金利・債券・市場の「過熱」 NYダウ暴落の背景は

ダウ暴落の背景は?

2018.02.06 Tue posted at 12:37 JST

ニューヨーク(CNNMoney) 米株式市場でダウ工業平均が大きく落ち込み、2営業日で1800ドル以上の下落を見せた。ダウ暴落の背景には、政策金利引き上げに対する懸念や、過熱気味の株式市場といった要因がありそうだ。

1、政策金利引き上げへの懸念

株価は大統領選以降、堅調に値を上げていた。理由のひとつとしては力強い経済状況が挙げられる。失業率も過去最低の水準で低く、人手不足の業界もある。

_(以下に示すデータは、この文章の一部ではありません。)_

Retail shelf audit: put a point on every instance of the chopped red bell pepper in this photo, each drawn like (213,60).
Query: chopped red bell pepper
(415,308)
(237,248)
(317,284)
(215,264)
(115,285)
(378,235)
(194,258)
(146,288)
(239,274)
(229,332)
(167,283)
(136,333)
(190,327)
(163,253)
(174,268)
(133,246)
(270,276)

企業の中には雇用者の引き留めや新規雇用に向けて賃金の引き上げを始めたところもある。企業は上昇する賃金をまかなうため最終的には商品価格を引き上げる必要が出てくる。経済学ではこれをインフレーションという。

およそ9年間にわたり米国経済は順調に成長を続けてきたが、インフレ率は不思議なほど低水準のままだった。米連邦準備制度理事会(FRB)は政策金利を引き上げて、インフレを抑えようとする。FRBは過去10年の間、大幅な政策金利の引き上げは実施できていなかった。金利引き上げが景気回復を阻害する可能性があり、物価下落につながるかもしれなかったからだ。

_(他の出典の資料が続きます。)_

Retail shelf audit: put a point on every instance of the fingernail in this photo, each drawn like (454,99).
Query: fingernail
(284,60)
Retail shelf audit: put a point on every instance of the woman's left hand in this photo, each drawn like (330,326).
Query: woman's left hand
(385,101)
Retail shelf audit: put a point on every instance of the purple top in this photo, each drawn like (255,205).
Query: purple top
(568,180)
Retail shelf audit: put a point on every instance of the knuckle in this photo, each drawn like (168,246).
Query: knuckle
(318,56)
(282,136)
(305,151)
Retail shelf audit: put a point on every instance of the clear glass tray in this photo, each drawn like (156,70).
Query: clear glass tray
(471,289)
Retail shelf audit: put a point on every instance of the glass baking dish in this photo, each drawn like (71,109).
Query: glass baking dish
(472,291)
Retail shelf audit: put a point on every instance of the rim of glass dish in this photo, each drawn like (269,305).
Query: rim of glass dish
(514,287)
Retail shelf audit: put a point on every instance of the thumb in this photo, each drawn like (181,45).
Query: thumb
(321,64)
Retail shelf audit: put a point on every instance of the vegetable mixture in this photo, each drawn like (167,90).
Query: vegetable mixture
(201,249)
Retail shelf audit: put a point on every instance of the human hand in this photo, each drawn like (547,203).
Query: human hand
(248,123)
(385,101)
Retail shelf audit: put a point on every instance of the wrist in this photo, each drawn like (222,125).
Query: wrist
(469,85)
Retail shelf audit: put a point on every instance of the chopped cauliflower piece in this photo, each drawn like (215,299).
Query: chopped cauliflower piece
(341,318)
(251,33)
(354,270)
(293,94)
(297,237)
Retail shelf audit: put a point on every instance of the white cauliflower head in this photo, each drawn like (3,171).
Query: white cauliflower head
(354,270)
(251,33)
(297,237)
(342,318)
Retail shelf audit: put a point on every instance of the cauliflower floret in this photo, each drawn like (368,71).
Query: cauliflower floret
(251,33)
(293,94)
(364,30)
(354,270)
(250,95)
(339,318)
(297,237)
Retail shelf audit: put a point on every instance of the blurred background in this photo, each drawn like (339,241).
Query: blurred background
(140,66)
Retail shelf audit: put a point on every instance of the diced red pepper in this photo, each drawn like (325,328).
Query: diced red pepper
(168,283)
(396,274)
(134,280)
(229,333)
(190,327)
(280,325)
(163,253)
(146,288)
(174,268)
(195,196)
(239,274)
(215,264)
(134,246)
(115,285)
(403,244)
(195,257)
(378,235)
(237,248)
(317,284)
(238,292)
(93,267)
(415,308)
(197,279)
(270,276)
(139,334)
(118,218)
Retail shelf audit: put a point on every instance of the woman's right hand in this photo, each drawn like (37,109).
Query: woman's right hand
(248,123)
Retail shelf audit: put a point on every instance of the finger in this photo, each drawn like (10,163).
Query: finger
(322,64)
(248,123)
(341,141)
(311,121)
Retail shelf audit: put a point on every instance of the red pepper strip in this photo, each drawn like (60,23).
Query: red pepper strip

FRBは今年、3回の政策金利の引き上げを計画している。しかし、もしインフレ率が上昇すれば、計画よりも多く、急激に政策金利を引き上げることになるかもしれない。

2、上昇する金利

FRBが政策金利を引き上げれば、借り入れにかかる費用が増大する。これはつまり、企業の借り入れに対する支払いが増えることを意味し、企業利益の減少につながる。これはまた、住宅ローンなどに対する一般市民の支払いも増えることを意味する。

金利上昇や債券市場に対する懸念も背景にありそうだ

この1年間、株価が順調に上昇していたのは企業の収益が堅調に伸びていたからでもある。企業が健全で、投資家は株価の上昇から恩恵を受けていた。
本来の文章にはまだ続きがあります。